Among the several things to celebrate in Brian O'Toole's Chronic is the film maker's hugely impressive use of sound. Austere and troubling, the film focuses on a young man's irritation with a dripping tap. Annoyance turns to obsession and, eventually, something a little like madness. Although the film is crisply shot in black and white, it is the scary noises that have the most disturbing effect.

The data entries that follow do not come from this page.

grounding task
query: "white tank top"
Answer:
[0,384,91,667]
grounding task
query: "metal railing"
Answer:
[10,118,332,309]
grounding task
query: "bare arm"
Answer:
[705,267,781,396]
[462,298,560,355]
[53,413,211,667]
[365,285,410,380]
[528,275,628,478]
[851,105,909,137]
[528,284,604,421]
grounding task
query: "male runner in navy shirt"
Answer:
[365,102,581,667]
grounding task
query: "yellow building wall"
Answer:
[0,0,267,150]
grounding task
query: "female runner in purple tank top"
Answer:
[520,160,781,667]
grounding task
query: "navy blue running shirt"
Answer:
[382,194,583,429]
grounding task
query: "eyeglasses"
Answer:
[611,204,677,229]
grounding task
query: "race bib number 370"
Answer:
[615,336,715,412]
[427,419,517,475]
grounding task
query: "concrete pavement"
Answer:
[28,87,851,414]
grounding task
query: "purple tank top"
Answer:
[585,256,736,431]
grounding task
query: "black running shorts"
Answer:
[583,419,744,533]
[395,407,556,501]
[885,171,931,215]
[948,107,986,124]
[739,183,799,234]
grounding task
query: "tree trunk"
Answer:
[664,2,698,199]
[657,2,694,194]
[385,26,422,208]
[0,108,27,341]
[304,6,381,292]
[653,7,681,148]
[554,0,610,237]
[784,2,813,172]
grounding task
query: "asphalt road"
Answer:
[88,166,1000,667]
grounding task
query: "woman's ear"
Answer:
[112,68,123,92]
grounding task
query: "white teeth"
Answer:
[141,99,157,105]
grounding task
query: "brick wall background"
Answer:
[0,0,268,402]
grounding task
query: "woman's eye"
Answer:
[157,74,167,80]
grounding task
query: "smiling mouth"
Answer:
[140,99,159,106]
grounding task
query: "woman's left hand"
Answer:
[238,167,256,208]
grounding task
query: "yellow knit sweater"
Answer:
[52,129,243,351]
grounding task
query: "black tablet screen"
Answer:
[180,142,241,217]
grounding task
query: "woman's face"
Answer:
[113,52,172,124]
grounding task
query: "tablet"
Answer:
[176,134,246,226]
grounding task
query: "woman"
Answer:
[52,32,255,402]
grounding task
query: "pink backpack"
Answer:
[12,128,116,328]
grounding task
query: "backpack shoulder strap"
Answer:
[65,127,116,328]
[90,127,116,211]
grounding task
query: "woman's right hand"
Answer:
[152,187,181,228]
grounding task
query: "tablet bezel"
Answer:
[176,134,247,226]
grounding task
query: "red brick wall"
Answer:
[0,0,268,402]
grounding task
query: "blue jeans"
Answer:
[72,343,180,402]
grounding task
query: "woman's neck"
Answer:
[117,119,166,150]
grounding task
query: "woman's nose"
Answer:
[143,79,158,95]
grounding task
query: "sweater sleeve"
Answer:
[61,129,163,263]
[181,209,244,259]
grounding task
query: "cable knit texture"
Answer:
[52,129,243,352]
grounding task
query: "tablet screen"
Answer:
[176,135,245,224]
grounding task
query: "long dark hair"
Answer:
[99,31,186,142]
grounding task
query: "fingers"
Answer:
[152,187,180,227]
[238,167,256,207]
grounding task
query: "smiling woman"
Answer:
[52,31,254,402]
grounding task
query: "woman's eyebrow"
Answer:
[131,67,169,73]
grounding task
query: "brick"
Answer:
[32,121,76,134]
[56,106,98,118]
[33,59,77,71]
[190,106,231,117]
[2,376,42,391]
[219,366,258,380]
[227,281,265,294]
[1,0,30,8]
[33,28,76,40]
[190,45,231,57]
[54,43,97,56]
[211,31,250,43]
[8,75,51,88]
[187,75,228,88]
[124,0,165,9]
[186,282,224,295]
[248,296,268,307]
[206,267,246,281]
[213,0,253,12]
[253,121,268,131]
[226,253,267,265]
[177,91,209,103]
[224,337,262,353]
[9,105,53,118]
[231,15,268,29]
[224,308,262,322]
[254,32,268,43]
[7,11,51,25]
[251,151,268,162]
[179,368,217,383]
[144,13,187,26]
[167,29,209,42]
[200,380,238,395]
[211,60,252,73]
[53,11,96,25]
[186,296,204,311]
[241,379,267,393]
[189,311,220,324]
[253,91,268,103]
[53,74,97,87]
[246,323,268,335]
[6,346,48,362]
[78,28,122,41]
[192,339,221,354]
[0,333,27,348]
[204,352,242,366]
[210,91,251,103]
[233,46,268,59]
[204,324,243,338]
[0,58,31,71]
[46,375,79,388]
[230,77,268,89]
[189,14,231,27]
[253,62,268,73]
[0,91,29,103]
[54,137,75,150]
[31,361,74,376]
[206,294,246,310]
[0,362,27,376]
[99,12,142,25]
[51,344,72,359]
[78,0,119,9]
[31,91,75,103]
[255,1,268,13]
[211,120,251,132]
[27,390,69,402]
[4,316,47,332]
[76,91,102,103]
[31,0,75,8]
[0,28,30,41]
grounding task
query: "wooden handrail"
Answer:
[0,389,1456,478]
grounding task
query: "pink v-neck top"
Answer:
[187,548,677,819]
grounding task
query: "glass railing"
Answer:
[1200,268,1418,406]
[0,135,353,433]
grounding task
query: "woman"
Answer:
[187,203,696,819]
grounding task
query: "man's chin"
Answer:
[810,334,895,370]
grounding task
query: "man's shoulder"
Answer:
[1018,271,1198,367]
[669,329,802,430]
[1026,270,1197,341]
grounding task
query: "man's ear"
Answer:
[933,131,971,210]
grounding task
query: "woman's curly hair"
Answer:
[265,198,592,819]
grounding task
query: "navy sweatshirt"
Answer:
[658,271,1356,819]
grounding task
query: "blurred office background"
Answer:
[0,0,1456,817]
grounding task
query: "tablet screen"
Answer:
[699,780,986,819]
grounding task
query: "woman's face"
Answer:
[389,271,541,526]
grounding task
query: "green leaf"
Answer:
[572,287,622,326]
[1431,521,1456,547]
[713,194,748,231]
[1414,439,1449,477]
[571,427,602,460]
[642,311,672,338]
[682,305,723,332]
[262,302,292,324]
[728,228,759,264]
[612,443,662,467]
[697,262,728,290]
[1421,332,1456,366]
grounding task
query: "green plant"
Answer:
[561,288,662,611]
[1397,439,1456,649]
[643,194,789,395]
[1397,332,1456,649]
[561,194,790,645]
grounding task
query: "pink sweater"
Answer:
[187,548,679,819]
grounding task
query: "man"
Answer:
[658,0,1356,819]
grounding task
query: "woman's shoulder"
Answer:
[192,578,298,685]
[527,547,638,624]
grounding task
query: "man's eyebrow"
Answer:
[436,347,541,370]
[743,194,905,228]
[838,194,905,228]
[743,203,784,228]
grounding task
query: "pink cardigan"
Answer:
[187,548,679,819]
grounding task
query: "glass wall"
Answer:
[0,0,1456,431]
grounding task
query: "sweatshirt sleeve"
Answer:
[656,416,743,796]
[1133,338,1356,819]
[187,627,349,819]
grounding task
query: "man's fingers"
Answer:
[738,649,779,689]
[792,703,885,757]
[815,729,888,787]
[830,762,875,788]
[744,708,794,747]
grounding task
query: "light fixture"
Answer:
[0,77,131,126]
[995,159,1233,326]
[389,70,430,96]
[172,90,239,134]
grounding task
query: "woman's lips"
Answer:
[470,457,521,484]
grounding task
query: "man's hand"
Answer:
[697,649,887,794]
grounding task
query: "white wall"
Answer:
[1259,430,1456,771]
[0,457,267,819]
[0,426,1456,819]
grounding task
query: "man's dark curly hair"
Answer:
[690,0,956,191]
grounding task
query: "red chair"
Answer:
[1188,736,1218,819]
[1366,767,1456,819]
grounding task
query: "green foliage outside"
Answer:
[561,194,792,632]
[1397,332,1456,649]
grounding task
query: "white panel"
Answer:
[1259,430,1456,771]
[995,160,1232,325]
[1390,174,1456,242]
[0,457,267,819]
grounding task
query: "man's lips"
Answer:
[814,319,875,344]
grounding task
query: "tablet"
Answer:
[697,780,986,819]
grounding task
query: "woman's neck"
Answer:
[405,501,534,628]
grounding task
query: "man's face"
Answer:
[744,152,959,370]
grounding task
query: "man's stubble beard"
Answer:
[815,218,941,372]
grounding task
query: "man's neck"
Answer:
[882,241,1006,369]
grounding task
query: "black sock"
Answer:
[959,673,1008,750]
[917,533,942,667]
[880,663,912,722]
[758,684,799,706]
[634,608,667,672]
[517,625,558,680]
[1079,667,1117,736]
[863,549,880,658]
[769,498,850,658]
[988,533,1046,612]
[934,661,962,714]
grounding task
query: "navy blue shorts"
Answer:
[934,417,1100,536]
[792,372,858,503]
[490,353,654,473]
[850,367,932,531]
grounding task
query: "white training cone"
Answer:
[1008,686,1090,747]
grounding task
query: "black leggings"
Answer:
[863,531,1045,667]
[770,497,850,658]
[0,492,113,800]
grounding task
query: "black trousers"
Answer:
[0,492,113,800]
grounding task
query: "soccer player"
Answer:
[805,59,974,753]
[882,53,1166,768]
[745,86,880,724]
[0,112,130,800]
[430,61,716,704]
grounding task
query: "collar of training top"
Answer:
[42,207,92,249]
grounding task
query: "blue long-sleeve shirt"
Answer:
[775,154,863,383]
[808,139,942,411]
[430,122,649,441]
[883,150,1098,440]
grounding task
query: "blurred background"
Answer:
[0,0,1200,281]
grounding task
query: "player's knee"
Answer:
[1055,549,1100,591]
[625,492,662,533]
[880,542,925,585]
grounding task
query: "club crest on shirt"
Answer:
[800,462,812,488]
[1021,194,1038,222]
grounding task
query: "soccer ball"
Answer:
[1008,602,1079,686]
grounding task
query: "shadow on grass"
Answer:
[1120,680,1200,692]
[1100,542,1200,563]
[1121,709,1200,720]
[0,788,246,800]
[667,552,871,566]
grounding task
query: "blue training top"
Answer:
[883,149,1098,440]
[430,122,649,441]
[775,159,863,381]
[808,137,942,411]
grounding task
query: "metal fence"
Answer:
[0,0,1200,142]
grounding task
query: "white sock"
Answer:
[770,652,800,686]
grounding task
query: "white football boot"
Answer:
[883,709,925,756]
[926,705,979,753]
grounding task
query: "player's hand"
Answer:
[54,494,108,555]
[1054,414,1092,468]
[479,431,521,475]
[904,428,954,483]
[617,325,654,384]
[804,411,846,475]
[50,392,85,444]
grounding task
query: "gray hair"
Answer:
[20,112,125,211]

The only non-narrative live-action piece screened was Conor Lynch's Todo Es Armarillo, in which the story of a Spanish farmer's day is read out while English subtitles appear on various modern buildings. The film's look could be sufficiently slick to appeal to the industry headhunters who tend to frequent such events. Among those circling last week was Derry O'Brien, managing director of the development and distribution company Network Ireland Television. O'Brien was paying particular attention to the animation programme. "Oh yes, there are two here we know we could sell tomorrow: Trouble In Paradise and Bullox," he says.

Shane Collins's charming Trouble In Paradise follows a nervous crab as he tries to flee the vaguely sinister coconuts - each of which has disturbing eye-shaped holes - that have suddenly started to fall from the only tree on his island. There is evidence here of a wily commercial sensibility that could propel the director a long way.

The other wholly computer-generated piece, Bullox by Paul Sheehy, imagines what might happen if visiting aliens, intent on probing our cows, accidentally beamed up an ill-tempered bull. The colours are brilliant. The jokes are good.

Enjoyable as these two films were, it was a pleasure to welcome a pair of shorts that, though presumably made with some electronic support, had an old-school appearance. Ciara McClean's expressionistic, angular Pucker Up bounced around with travelling lovers as they exchanged kisses. But the most impressive-looking picture in the animation section was Alan Ó Cuilinn's Tógtha. So lovely were the sketches in this meditation on creeping urbanisation that one could forgive the film its groan-inducingly naive depiction of property developers as razor-toothed monsters in suits.

So did any clear themes emerge from the programme? Did we learn anything about what today's young folk care about? Anne O'Leary, the course's coordinator, explains that the new intake of students is obsessed with zombies, but the undead scarcely make an appearance in the graduate show. "Well, looking at The Carpenter's Wife and Ouch, there's an awful lot about knives about here," Taylor Black says with a queasy laugh.